The coordinates of Toronto are 43.6534817, -79.3839347.


Let's visualize the map of Toronto

In [68]:
import folium

In [70]:
# Creating the map of Toronto
map_Toronto = folium.Map(location=[latitude, longitude], zoom_start=11)

# adding markers to map
for latitude, longitude, borough, neighborhood in zip(combined_data['Latitude'], combined_data['Longitude'], combined_data['Borough'], combined_data['Neighborhood']):
    label = '{}, {}'.format(neighborhood, borough)
    label = folium.Popup(label, parse_html=True)
    folium.CircleMarker(
        [latitude, longitude],
        radius=5,
        popup=label,
        color='red',
        fill=True
        ).add_to(map_Toronto)  
    
map_Toronto

Initializing Foursquare API credentials

In [77]:
CLIENT_ID = 'IEO3BCOMPMVDENSQXFGQOO21FUGTKIV1ZX01F4LNKLV0PK25' # your Foursquare ID
CLIENT_SECRET = 'XNJPG4KKQYJR2ZJM1PFS1FBAOM3APZ32TT2KDDQ3QNBPWCV0' # your Foursquare Secret
VERSION = '20180604' # Foursquare API version

print('Your credentails:')
print('CLIENT_ID: ' + CLIENT_ID)
print('CLIENT_SECRET:' + CLIENT_SECRET)

Your credentails:
CLIENT_ID: IEO3BCOMPMVDENSQXFGQOO21FUGTKIV1ZX01F4LNKLV0PK25
CLIENT_SECRET:XNJPG4KKQYJR2ZJM1PFS1FBAOM3APZ32TT2KDDQ3QNBPWCV0


Next, we create a function to get all the venue categories in Toronto

In [88]:
def getNearbyVenues(names, latitudes, longitudes, radius=500):
    
    venues_list=[]
    for name, lat, lng in zip(names, latitudes, longitudes):
        print(name)
            
        # create the API request URL
        url = 'https://api.foursquare.com/v2/venues/explore?&client_id={}&client_secret={}&v={}&ll={},{}&radius={}'.format(
            CLIENT_ID, 
            CLIENT_SECRET, 
            VERSION, 
            lat, 
            lng, 
            radius
            )
            
        # make the GET request
        results = requests.get(url).json()["response"]['groups'][0]['items']
        
        # return only relevant information for each nearby venue
        venues_list.append([(
            name, 
            lat, 
            lng, 
            v['venue']['name'], 
            v['venue']['categories'][0]['name']) for v in results])
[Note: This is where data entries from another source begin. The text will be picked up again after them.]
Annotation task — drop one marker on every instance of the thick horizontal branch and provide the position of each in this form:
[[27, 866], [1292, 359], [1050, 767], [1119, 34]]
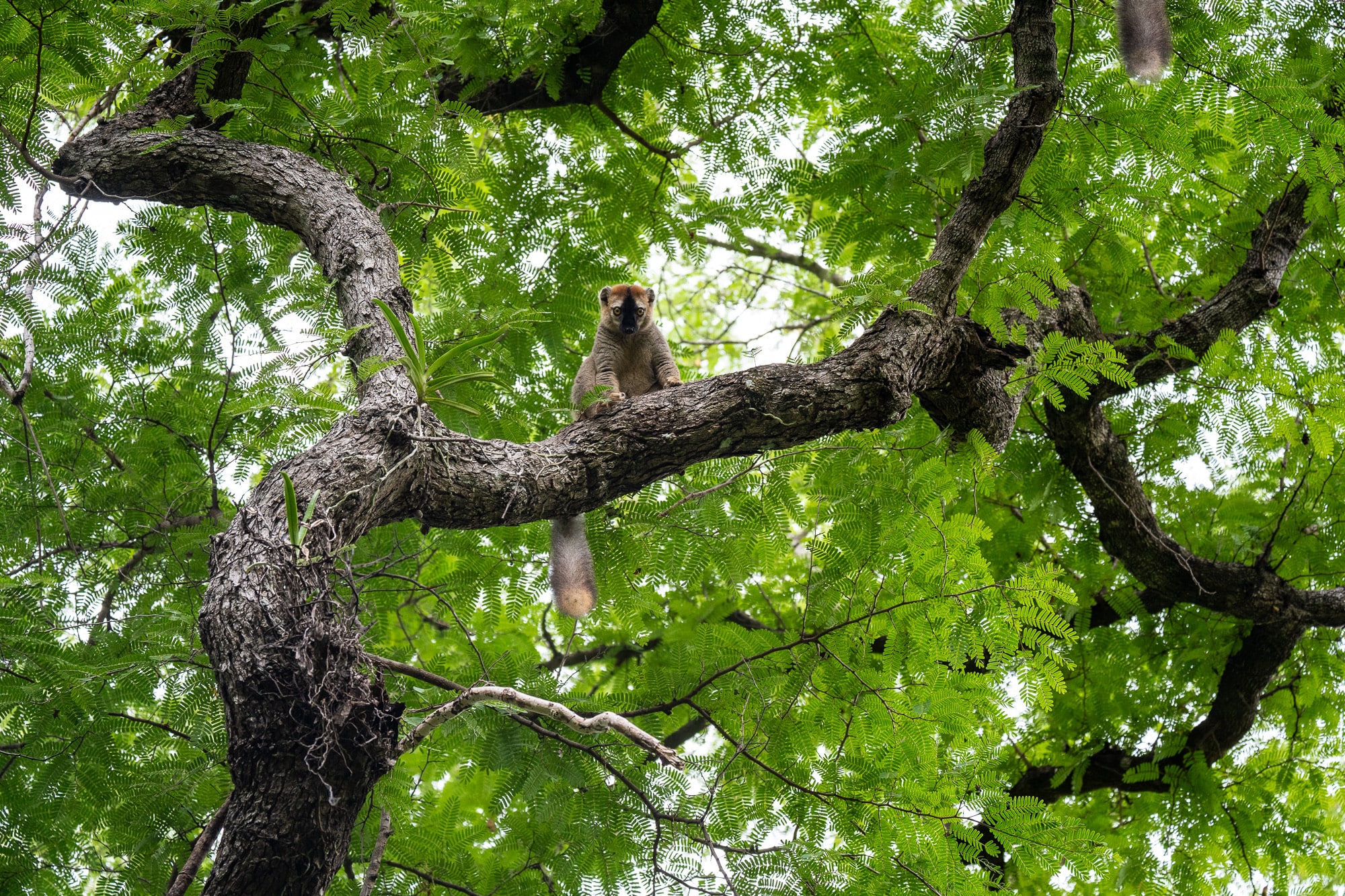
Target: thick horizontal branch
[[584, 75], [310, 733]]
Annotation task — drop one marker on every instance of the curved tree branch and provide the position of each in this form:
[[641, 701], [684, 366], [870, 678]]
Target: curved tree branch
[[309, 732], [1090, 448]]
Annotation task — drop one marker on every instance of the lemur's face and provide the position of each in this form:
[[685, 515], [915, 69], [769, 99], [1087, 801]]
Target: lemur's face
[[627, 309]]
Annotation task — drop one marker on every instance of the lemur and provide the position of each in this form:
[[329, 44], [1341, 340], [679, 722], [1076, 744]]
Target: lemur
[[630, 358], [1145, 37]]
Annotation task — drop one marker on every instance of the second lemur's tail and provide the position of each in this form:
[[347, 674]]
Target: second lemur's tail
[[572, 567], [1145, 36]]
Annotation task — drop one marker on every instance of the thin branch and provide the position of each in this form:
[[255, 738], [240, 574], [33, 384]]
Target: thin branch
[[1149, 263], [385, 830], [198, 852], [431, 879], [758, 249], [552, 709], [672, 155]]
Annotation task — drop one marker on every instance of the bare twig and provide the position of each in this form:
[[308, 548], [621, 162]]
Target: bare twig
[[759, 249], [630, 132], [1159, 284], [385, 830], [469, 697], [431, 879], [198, 852]]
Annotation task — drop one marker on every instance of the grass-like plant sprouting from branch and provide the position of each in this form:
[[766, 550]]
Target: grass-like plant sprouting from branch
[[428, 376], [298, 528]]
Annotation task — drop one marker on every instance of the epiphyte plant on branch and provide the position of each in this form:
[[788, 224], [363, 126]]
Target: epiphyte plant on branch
[[432, 378], [884, 618]]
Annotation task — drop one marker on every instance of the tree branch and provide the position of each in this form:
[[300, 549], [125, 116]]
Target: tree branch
[[549, 708], [310, 733], [1231, 715], [198, 850], [1128, 526], [759, 249], [385, 830]]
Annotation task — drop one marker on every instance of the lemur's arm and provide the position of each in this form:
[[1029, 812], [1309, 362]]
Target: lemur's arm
[[606, 356], [665, 368]]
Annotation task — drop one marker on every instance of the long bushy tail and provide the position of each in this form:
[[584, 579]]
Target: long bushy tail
[[1147, 38], [572, 568]]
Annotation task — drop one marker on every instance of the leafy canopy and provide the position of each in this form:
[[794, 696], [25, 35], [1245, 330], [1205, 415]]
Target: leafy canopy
[[905, 623]]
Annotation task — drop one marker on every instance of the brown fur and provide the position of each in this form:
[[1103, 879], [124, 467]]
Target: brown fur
[[630, 358]]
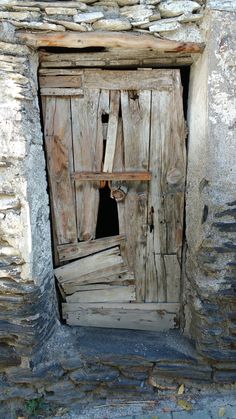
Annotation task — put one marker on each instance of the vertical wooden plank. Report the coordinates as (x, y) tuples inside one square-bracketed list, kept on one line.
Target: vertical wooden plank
[(58, 141), (112, 131), (136, 128), (166, 193), (88, 149)]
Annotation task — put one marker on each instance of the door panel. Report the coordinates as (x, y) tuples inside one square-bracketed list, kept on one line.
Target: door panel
[(125, 128)]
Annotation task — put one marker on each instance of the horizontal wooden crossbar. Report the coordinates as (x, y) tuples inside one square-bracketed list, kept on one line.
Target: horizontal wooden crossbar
[(98, 176)]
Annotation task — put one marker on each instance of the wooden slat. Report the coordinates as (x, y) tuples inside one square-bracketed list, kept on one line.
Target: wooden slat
[(173, 272), (82, 267), (88, 150), (126, 176), (109, 58), (136, 125), (114, 294), (59, 161), (166, 194), (127, 80), (60, 81), (82, 249), (61, 91), (154, 317), (109, 276), (112, 131), (127, 40)]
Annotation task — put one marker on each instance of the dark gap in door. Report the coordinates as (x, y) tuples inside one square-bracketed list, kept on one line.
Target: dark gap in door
[(107, 221)]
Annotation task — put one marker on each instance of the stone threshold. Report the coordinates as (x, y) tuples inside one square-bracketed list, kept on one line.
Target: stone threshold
[(81, 364)]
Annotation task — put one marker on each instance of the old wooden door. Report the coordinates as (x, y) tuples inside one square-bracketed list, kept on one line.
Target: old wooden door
[(125, 128)]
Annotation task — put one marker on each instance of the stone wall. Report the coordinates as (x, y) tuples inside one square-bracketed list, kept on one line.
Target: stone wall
[(171, 19), (28, 306), (211, 204)]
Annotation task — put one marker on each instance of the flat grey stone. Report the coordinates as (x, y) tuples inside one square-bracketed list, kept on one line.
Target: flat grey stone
[(197, 414)]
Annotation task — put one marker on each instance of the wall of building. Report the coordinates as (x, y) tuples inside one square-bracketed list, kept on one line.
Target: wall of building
[(28, 314)]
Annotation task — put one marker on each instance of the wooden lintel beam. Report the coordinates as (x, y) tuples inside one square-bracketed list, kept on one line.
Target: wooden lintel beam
[(98, 176), (126, 40)]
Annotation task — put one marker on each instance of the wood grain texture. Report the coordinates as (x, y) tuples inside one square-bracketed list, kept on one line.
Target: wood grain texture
[(59, 162), (111, 135), (82, 249), (136, 127), (61, 91), (155, 317), (88, 149), (53, 64), (115, 294), (61, 81), (127, 80), (119, 176), (108, 40)]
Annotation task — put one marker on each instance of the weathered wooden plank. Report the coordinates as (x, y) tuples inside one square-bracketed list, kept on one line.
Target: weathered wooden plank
[(127, 80), (59, 161), (113, 294), (110, 276), (82, 249), (110, 57), (136, 127), (60, 81), (166, 193), (82, 267), (112, 131), (88, 150), (155, 317), (107, 39), (60, 91), (126, 176), (172, 272)]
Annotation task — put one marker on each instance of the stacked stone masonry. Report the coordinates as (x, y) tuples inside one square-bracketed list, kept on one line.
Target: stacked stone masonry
[(28, 307), (171, 19)]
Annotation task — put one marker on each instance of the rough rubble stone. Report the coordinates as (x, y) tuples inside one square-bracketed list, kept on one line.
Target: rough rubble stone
[(163, 26), (60, 11), (118, 24), (137, 13), (88, 17), (175, 8)]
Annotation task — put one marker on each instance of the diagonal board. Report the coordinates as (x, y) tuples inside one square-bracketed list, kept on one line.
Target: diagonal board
[(59, 162)]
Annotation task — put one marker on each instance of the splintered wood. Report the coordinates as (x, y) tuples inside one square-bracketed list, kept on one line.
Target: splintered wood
[(125, 128)]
    nearby_venues = pd.DataFrame([item for venue_list in venues_list for item in venue_list])
    nearby_venues.columns = ['Neighborhood', 
                  'Neighborhood Latitude', 
                  'Neighborhood Longitude', 
                  'Venue', 
                  'Venue Category']
    
    return(nearby_venues)

Collecting the venues in Toronto for each Neighbourhood

In [89]:
venues_in_toronto = getNearbyVenues(combined_data['Neighborhood'], combined_data['Latitude'], combined_data['Longitude'])

Malvern, Rouge
Rouge Hill, Port Union, Highland Creek
Guildwood, Morningside, West Hill
Woburn
Cedarbrae
Scarborough Village
Kennedy Park, Ionview, East Birchmount Park
Golden Mile, Clairlea, Oakridge
Cliffside, Cliffcrest, Scarborough Village West
Birch Cliff, Cliffside West
Dorset Park, Wexford Heights, Scarborough Town Centre
Wexford, Maryvale
Agincourt
Clarks Corners, Tam O'Shanter, Sullivan
Milliken, Agincourt North, Steeles East, L'Amoreaux East
Steeles West, L'Amoreaux West
Upper Rouge
Hillcrest Village
Fairview, Henry Farm, Oriole
Bayview Village
York Mills, Silver Hills
Willowdale, Newtonbrook
Willowdale South
York Mills West
Willowdale West
Parkwoods
Don Mills North
Don Mills South
Bathurst Manor, Wilson Heights, Downsview North
Northwood Park, York University
Downsview East
Downsview West
Downsview Central
Downsview Northwest
Victoria Village
Parkview Hill, Woodbine Gardens
Woodbine Heights
The Beaches
Leaside
Thorncliffe Park
The Danforth  East
The Danforth West, Riverdale


In [90]:
venues_in_toronto.shape

(1273, 5)

So we have 1273 records and 5 columns. Checking sample data


In [91]:
venues_in_toronto.head()

Unnamed: 0,Neighborhood,Neighborhood Latitude,Neighborhood Longitude,Venue,Venue Category
0,"Malvern, Rouge",43.806686,-79.194353,Wendy’s,Fast Food Restaurant
1,"Rouge Hill, Port Union, Highland Creek",43.784535,-79.160497,Royal Canadian Legion,Bar
2,"Rouge Hill, Port Union, Highland Creek",43.784535,-79.160497,SEBS Engineering Inc. (Sustainable Energy and ...,Construction & Landscaping
3,"Guildwood, Morningside, West Hill",43.763573,-79.188711,RBC Royal Bank,Bank
4,"Guildwood, Morningside, West Hill",43.763573,-79.188711,G & G Electronics,Electronics Store


Checking the Venues based on Neighborhood

In [94]:
venues_in_toronto.groupby('Neighborhood').head()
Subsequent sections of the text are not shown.